This trick's called "Walking the Goat."
Those are mountain goats, and before you get too concerned, this isn't some kind of prank or terrifying new thing Amazon is working on. This is science. It's cool.
You see, when it's time to relocate animals across mountainous landscapes to friendlier, healthier habitats, a helicopter is the best option available. A truck would have to travel by winding, indirect roads, necessitating that the goat be sedated for longer than is healthy for them. But when transported by air, these goats evidently only need blindfolds and most of a canvas bag to be comfortable. In fact, goat relocation practically mandates a helicopter. After being transplanted, goats have been known to navigate hundreds of miles back to their original homes. So if you wanna lose a goat, you really have to huck that bastard way, way out there.
And they're not the only ones.
Below, an uncontacted tribe looks up and discovers their new god.
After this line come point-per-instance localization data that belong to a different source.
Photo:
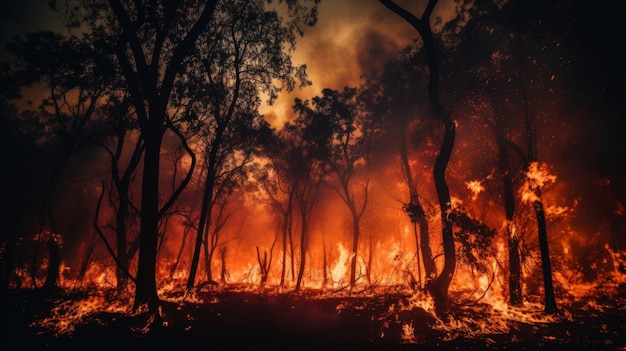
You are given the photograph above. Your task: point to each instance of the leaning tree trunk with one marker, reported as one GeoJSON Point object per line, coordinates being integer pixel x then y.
{"type": "Point", "coordinates": [515, 271]}
{"type": "Point", "coordinates": [146, 290]}
{"type": "Point", "coordinates": [440, 285]}
{"type": "Point", "coordinates": [418, 216]}
{"type": "Point", "coordinates": [54, 264]}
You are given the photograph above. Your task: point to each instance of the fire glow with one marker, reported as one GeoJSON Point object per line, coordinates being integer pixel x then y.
{"type": "Point", "coordinates": [171, 182]}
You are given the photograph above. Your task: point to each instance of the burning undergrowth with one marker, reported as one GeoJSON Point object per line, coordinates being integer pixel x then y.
{"type": "Point", "coordinates": [241, 316]}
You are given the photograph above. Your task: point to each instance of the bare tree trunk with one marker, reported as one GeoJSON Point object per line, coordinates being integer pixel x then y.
{"type": "Point", "coordinates": [418, 217]}
{"type": "Point", "coordinates": [54, 264]}
{"type": "Point", "coordinates": [515, 271]}
{"type": "Point", "coordinates": [223, 270]}
{"type": "Point", "coordinates": [146, 290]}
{"type": "Point", "coordinates": [439, 286]}
{"type": "Point", "coordinates": [179, 255]}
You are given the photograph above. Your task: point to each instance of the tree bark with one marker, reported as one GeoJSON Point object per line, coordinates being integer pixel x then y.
{"type": "Point", "coordinates": [440, 285]}
{"type": "Point", "coordinates": [146, 290]}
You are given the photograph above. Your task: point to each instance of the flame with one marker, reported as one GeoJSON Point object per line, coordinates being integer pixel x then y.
{"type": "Point", "coordinates": [476, 187]}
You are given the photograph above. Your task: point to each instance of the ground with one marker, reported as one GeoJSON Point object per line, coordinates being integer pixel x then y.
{"type": "Point", "coordinates": [252, 320]}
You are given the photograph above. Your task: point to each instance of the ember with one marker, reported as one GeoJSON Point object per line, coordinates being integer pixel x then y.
{"type": "Point", "coordinates": [307, 174]}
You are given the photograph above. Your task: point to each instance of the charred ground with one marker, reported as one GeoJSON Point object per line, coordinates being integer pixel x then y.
{"type": "Point", "coordinates": [244, 320]}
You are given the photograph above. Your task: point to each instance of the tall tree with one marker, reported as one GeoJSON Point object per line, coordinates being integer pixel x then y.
{"type": "Point", "coordinates": [74, 77]}
{"type": "Point", "coordinates": [393, 100]}
{"type": "Point", "coordinates": [348, 153]}
{"type": "Point", "coordinates": [153, 42]}
{"type": "Point", "coordinates": [438, 288]}
{"type": "Point", "coordinates": [243, 56]}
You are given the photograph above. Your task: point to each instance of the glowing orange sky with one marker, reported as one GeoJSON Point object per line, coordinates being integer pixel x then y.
{"type": "Point", "coordinates": [351, 38]}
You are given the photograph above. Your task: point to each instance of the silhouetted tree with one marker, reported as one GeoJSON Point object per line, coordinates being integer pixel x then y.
{"type": "Point", "coordinates": [74, 76]}
{"type": "Point", "coordinates": [348, 151]}
{"type": "Point", "coordinates": [438, 288]}
{"type": "Point", "coordinates": [243, 56]}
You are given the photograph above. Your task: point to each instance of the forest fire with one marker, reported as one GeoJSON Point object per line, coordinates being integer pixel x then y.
{"type": "Point", "coordinates": [439, 180]}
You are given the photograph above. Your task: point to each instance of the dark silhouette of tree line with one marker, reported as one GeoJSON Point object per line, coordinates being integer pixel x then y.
{"type": "Point", "coordinates": [145, 83]}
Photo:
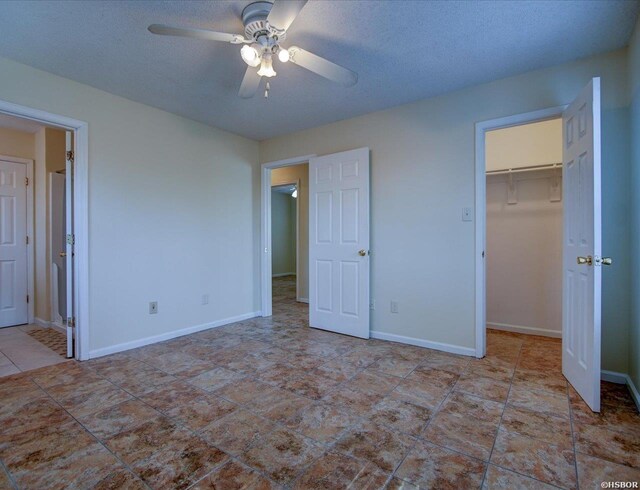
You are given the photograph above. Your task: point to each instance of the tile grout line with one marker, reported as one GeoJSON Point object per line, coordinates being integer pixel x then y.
{"type": "Point", "coordinates": [504, 408]}
{"type": "Point", "coordinates": [418, 439]}
{"type": "Point", "coordinates": [12, 480]}
{"type": "Point", "coordinates": [573, 437]}
{"type": "Point", "coordinates": [88, 431]}
{"type": "Point", "coordinates": [173, 420]}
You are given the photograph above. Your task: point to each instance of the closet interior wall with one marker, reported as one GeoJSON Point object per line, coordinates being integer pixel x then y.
{"type": "Point", "coordinates": [524, 229]}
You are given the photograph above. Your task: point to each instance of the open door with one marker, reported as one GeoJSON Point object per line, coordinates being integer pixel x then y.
{"type": "Point", "coordinates": [339, 242]}
{"type": "Point", "coordinates": [69, 245]}
{"type": "Point", "coordinates": [582, 244]}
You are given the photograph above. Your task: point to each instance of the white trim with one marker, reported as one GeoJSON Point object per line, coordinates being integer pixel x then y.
{"type": "Point", "coordinates": [453, 349]}
{"type": "Point", "coordinates": [105, 351]}
{"type": "Point", "coordinates": [545, 332]}
{"type": "Point", "coordinates": [81, 211]}
{"type": "Point", "coordinates": [481, 210]}
{"type": "Point", "coordinates": [265, 227]}
{"type": "Point", "coordinates": [40, 322]}
{"type": "Point", "coordinates": [31, 271]}
{"type": "Point", "coordinates": [622, 379]}
{"type": "Point", "coordinates": [613, 377]}
{"type": "Point", "coordinates": [58, 327]}
{"type": "Point", "coordinates": [46, 324]}
{"type": "Point", "coordinates": [298, 184]}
That's a black rhino, and it's a similar deal to the goats. When they used to transport the rhinos, they'd have to do it in trucks on bumpy roads, and the rhinos would have to be dangerously sedated to make it work. Helicopters had been used for moving rhinos in the past, but after some experimentation, they found that nets weren't really ideal because of the way they constricted the animal's breathing. Which is how we ended up with this setup: a blindfold, a truss, and a slap on the ass is all it takes for the world's most opulent pinata to take flight.